The Art of prosperity: How to create effective Chinese New Year beauty collections
Celebrated across Asia, the Chinese New Year period is an important sales window. The festival is the perfect opportunity for brands, especially foreign ones, to show Chinese consumers how well they understand their culture, noted Rochette-Schneider.
“Creating occasional collections is a good strategy to attract consumers’ attention and connect in a deeper way with them. Consumers are sensitive to brands' efforts towards exploring and reinterpreting their cultural heritage as long as it’s done in a humble and respectful way.”
A fine balance
The tradition of Chinese New Year is full of rich iconography and symbolism and creative teams need to pay attention to.
For example, Chinese consider red and gold to be auspicious colours that symbolise good fortune. Conversely, black and white are not welcomed, as they are the traditional the colours of mourning.
Each year heralds in the reign of one of the twelve zodiac animals from Chinese astrology, providing creatives with fresh inspiration every year. This year is the Year of the Pig and next in line is the rat.
However, to design an effective collection, Rochette-Schneider stressed that there’s a fine balance between generic seasonal clutter and a truly special collection that stands out among the sea of red and gold.
“When designing a Chinese New Year edition, brands should pay attention to achieve the right balance between the brand's own identity, a playful and modern style, Chinese culture codes and animal reinterpretation,” he said.
He added that in order to stand out, brands need to generate a genuine connection with Chinese consumers. This would require a deep understanding of the local culture, as well as a creative eye for traditions.
For example, he added, this year Chinese consumers have been resonating with playful and cute pig-inspired designs.
Even though the festival can be loud and bold to a point of obnoxiousness, Rochette-Schneider advices brands to opt for more understated designs.
“When it comes to seasonal collections, what appeals to Chinese consumers and trigger good reviews online is mainly the subtle reinterpretation of the traditions.”
Some collections that have caught Rochette-Schneider’s eye include offerings from SK-II, Lancôme and Maybelline.
Maybelline in particular, released a make-up collection that includes a Mahjong set – a traditional tile-based game that is especially popular during the festive season.
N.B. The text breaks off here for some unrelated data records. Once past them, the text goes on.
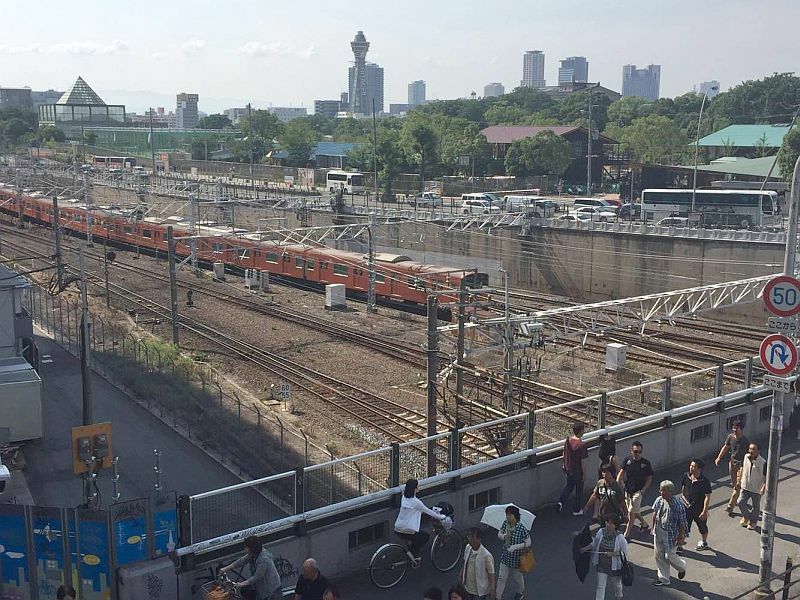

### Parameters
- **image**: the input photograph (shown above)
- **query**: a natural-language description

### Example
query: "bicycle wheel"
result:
[369,544,408,589]
[431,529,465,573]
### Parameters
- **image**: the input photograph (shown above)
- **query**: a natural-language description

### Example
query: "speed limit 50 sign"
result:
[764,275,800,317]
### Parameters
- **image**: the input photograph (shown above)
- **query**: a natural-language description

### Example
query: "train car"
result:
[0,188,488,307]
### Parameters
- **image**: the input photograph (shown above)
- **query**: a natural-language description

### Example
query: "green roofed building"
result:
[39,77,125,137]
[690,124,789,157]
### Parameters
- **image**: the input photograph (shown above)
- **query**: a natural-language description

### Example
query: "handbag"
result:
[619,552,636,587]
[519,547,536,573]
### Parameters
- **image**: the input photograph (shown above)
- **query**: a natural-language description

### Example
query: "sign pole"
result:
[756,157,800,597]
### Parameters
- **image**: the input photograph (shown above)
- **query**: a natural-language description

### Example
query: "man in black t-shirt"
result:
[714,420,750,515]
[294,558,330,600]
[617,440,653,539]
[681,458,711,550]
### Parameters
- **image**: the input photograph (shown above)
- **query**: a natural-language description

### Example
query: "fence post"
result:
[597,392,608,429]
[714,363,725,398]
[294,468,306,515]
[389,442,400,488]
[661,377,672,427]
[447,427,461,471]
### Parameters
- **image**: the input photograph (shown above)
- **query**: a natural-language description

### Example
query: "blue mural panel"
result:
[109,498,150,567]
[0,504,31,600]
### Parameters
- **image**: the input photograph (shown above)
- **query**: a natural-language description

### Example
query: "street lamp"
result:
[691,85,719,213]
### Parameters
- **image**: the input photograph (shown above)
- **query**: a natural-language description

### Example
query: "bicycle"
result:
[369,507,466,589]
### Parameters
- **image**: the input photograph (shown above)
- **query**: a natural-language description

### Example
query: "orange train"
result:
[0,188,488,307]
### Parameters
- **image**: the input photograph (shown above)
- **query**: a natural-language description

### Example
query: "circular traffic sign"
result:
[758,333,797,376]
[764,275,800,317]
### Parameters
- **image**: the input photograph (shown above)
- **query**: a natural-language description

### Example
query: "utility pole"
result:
[372,98,378,207]
[756,158,800,597]
[500,267,514,417]
[456,277,467,427]
[83,173,94,248]
[78,244,94,425]
[367,212,378,313]
[14,168,23,229]
[103,240,111,308]
[427,295,439,477]
[53,194,64,289]
[167,225,179,346]
[189,194,200,277]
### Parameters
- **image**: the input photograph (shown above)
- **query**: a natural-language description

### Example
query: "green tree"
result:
[778,127,800,181]
[617,115,688,164]
[505,130,570,177]
[278,119,319,167]
[402,115,439,181]
[197,114,233,129]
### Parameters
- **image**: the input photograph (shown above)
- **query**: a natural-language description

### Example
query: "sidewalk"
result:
[336,431,800,600]
[6,335,241,507]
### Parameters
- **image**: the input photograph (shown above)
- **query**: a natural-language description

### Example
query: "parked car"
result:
[656,217,689,227]
[617,203,642,219]
[461,200,500,215]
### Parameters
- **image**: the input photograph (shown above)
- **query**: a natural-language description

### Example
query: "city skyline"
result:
[0,0,800,113]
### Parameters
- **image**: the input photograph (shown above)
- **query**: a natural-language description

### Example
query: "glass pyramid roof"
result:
[56,77,106,106]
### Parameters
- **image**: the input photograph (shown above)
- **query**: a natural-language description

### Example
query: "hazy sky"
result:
[0,0,800,112]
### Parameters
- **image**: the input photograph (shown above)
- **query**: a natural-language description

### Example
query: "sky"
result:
[0,0,800,113]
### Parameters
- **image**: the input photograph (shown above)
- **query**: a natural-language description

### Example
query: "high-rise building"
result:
[520,50,547,88]
[350,31,372,115]
[314,100,342,119]
[697,79,720,100]
[175,92,200,129]
[622,65,661,101]
[408,79,425,107]
[558,56,589,85]
[267,106,308,123]
[483,83,506,98]
[349,63,383,115]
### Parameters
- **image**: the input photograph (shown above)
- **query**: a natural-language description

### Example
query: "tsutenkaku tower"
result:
[350,31,372,115]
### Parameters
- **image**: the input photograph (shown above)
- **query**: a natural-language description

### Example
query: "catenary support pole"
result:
[167,225,180,346]
[756,158,800,597]
[427,295,439,477]
[78,244,94,425]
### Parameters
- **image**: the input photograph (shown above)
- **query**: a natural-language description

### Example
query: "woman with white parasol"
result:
[481,504,536,600]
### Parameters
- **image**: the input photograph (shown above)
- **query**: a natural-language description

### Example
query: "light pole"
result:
[691,85,719,213]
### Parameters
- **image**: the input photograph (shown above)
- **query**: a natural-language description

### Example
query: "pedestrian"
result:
[597,433,619,479]
[462,527,495,600]
[617,440,653,540]
[219,535,281,600]
[558,422,589,517]
[422,587,442,600]
[653,480,689,586]
[294,558,330,600]
[681,458,711,550]
[714,419,750,514]
[447,583,471,600]
[394,479,446,565]
[322,583,342,600]
[495,504,531,600]
[583,463,628,524]
[56,583,78,600]
[739,442,767,529]
[581,514,628,600]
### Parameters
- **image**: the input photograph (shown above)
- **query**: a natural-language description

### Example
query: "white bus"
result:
[642,189,781,229]
[327,170,364,194]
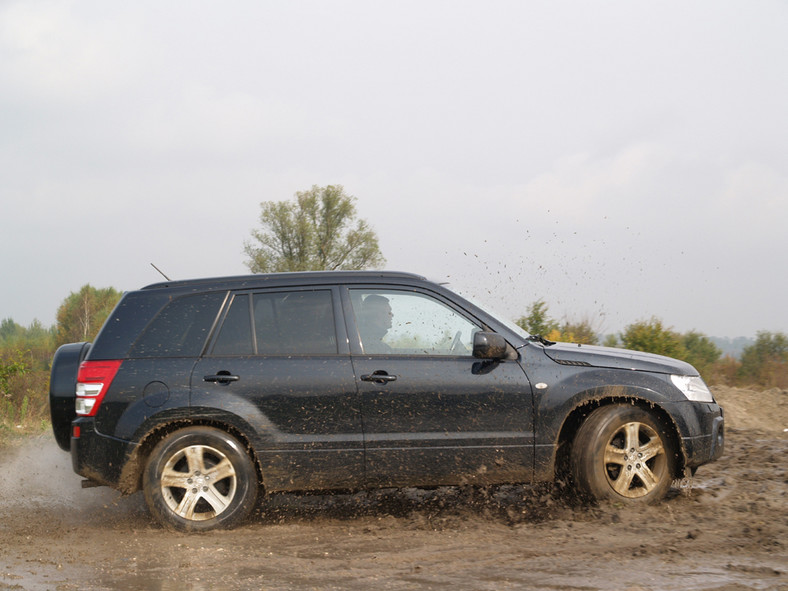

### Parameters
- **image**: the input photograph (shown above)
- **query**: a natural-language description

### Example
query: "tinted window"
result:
[351,289,479,355]
[131,292,226,357]
[254,290,337,355]
[206,290,337,355]
[213,294,254,355]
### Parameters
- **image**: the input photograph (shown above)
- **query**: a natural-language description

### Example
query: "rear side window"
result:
[130,292,226,357]
[213,290,337,355]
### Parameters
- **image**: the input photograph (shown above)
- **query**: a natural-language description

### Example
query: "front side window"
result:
[351,289,480,355]
[213,290,337,355]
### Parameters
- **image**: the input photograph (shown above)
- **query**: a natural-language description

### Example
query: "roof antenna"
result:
[150,263,172,281]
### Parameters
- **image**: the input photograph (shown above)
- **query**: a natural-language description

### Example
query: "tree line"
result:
[516,299,788,388]
[0,185,788,436]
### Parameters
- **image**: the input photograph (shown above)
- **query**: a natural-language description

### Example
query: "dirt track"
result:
[0,388,788,591]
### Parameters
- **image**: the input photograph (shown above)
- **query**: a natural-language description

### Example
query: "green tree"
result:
[558,318,599,345]
[244,185,385,273]
[515,300,560,339]
[621,317,687,359]
[56,285,121,345]
[739,331,788,387]
[681,330,722,378]
[0,351,29,398]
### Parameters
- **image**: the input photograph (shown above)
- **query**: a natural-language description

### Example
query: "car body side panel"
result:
[191,355,364,490]
[353,355,534,486]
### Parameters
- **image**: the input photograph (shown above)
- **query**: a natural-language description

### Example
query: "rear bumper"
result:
[71,418,136,488]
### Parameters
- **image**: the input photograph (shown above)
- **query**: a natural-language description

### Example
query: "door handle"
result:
[203,371,241,385]
[361,369,397,384]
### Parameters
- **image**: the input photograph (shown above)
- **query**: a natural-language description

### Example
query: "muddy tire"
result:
[143,427,258,531]
[571,404,674,503]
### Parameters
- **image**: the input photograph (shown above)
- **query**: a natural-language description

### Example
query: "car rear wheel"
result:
[571,404,674,503]
[143,427,258,531]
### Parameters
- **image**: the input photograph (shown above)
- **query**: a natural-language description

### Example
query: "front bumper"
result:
[669,401,725,471]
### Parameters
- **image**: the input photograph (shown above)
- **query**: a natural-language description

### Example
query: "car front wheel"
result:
[571,404,674,503]
[143,427,258,531]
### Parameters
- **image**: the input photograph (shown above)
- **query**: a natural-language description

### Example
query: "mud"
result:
[0,388,788,591]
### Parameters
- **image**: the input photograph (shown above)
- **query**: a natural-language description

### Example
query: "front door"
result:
[347,288,534,486]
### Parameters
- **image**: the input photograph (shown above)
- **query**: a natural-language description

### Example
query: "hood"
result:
[544,343,698,376]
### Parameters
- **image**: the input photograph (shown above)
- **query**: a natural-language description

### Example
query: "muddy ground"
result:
[0,388,788,591]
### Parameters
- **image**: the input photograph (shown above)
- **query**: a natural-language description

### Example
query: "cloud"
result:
[0,0,133,104]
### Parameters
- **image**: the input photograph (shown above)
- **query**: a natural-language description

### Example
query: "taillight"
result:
[76,360,123,417]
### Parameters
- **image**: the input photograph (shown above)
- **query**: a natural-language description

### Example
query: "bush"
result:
[737,331,788,388]
[621,317,687,359]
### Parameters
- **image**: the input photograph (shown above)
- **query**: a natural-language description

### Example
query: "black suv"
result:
[50,272,723,530]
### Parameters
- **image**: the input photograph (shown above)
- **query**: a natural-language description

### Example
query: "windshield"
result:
[454,290,531,340]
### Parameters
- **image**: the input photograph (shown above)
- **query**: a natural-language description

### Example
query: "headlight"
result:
[670,376,714,402]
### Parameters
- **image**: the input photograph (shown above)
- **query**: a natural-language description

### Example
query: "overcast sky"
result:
[0,0,788,337]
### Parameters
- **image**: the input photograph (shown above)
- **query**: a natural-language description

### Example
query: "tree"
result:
[244,185,385,273]
[56,284,121,345]
[621,317,687,359]
[681,330,722,377]
[516,300,598,345]
[739,331,788,387]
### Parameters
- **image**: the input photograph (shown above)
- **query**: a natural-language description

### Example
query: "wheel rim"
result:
[161,445,237,521]
[604,422,668,499]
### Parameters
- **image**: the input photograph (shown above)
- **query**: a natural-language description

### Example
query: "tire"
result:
[571,404,675,504]
[143,427,258,531]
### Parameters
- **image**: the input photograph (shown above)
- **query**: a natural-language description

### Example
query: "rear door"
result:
[344,286,534,486]
[191,287,364,490]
Even without the overtly obvious symbols, this surprising and playful element is what draws consumers to it.
Aside from cosmetics, Rochette-Schneider looked to fashion as well. He praised GUCCI’s “Three Little Pigs” collaboration with Disney.
“What is successful about this collection is that it manages to both stay true to the brand's identity and showcase the animal in a funny way,” he said.
Similarly to GUCCI, K-Beauty brand Etude House released collaborative makeup collection with Disney featuring Piglet from Winnie the Pooh.
By featuring illustrations of these classic Disney pig characters, the brands were able to be playful and seasonally relevant while also giving it life beyond the festive holiday.